Direct naar artikelinhoud
column

Elke morgen bond de dikke zuster mijn linkerhand vast aan de leuning van mijn stoel

Elke morgen bond de dikke zuster mijn linkerhand vast aan de leuning van mijn stoel
Beeld Tim Coppens

Dominique Persoone, de Indiana Jones der chocolatiers, runt The Chocolate Line in Brugge en Antwerpen en een cacaoplantage in Mexico.

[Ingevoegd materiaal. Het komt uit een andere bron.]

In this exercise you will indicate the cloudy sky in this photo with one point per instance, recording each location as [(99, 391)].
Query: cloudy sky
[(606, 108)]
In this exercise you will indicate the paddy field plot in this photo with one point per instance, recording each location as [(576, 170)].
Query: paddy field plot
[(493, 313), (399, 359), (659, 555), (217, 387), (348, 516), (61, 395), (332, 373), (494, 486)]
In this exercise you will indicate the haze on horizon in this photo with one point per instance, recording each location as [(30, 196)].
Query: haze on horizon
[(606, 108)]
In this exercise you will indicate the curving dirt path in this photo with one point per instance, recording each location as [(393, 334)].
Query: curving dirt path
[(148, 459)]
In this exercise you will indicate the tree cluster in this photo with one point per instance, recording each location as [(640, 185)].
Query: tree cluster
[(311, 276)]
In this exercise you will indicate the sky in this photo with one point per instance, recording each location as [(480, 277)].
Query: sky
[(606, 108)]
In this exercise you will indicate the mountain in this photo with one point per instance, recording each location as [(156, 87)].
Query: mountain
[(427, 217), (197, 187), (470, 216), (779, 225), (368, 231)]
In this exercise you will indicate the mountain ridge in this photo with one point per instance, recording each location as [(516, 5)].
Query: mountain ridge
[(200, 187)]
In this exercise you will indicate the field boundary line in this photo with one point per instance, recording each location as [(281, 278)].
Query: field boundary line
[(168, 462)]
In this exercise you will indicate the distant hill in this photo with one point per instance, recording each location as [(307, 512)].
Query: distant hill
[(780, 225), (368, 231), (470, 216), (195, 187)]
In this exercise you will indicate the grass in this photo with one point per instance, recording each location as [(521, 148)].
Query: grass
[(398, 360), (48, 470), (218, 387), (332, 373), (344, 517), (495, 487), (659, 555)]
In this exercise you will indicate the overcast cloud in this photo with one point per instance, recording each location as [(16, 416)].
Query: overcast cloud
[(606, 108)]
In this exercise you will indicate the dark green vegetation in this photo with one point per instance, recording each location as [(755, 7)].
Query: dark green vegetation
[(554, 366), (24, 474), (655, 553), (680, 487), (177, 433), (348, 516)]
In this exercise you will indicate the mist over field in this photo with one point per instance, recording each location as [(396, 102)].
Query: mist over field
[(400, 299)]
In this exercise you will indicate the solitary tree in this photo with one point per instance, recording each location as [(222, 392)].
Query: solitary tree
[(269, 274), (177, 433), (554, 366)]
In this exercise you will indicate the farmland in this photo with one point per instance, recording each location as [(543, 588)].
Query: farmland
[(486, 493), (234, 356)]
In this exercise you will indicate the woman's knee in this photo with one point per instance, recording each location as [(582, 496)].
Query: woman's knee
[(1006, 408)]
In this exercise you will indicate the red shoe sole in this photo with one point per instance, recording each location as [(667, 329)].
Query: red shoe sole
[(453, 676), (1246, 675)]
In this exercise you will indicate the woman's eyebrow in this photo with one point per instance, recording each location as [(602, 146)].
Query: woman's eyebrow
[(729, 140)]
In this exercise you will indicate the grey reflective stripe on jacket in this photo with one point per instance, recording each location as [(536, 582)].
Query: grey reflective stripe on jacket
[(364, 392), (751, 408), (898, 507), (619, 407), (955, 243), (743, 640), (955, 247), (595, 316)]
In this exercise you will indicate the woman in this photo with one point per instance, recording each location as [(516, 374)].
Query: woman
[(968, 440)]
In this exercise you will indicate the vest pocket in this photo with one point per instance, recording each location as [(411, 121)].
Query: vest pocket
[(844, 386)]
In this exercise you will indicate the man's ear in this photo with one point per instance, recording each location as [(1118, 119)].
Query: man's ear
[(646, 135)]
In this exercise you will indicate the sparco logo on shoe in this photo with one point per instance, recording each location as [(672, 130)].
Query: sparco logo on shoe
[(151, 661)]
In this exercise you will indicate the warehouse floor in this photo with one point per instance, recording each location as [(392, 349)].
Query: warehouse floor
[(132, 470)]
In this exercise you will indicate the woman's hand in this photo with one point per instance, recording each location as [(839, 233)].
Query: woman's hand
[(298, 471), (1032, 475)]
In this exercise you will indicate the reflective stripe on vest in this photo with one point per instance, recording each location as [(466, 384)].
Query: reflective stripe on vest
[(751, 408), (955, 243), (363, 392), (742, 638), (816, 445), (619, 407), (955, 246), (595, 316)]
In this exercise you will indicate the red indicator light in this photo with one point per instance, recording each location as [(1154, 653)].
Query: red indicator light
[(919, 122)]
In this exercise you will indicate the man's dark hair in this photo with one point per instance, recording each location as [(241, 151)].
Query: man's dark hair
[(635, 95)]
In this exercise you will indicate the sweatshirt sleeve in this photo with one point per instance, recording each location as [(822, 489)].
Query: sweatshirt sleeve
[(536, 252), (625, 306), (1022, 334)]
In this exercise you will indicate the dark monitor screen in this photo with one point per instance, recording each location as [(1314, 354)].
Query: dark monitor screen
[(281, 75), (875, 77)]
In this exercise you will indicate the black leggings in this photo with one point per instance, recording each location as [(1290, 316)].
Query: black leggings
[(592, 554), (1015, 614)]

Mijn eerste ervaring met schrijven ligt al ver achter me. Eerlijk gezegd heb ik er niet zulke toffe herinneringen aan, het was eigenlijk meer een trauma. Mijn ouders stuurden me, samen met mijn zus die een jaar ouder is dan ik, naar het eerste leerjaar van het Sint-Andreasinstituut in Brugge. Een pure meisjesschool en het was het eerste jaar dat ze ook jongens toelieten. 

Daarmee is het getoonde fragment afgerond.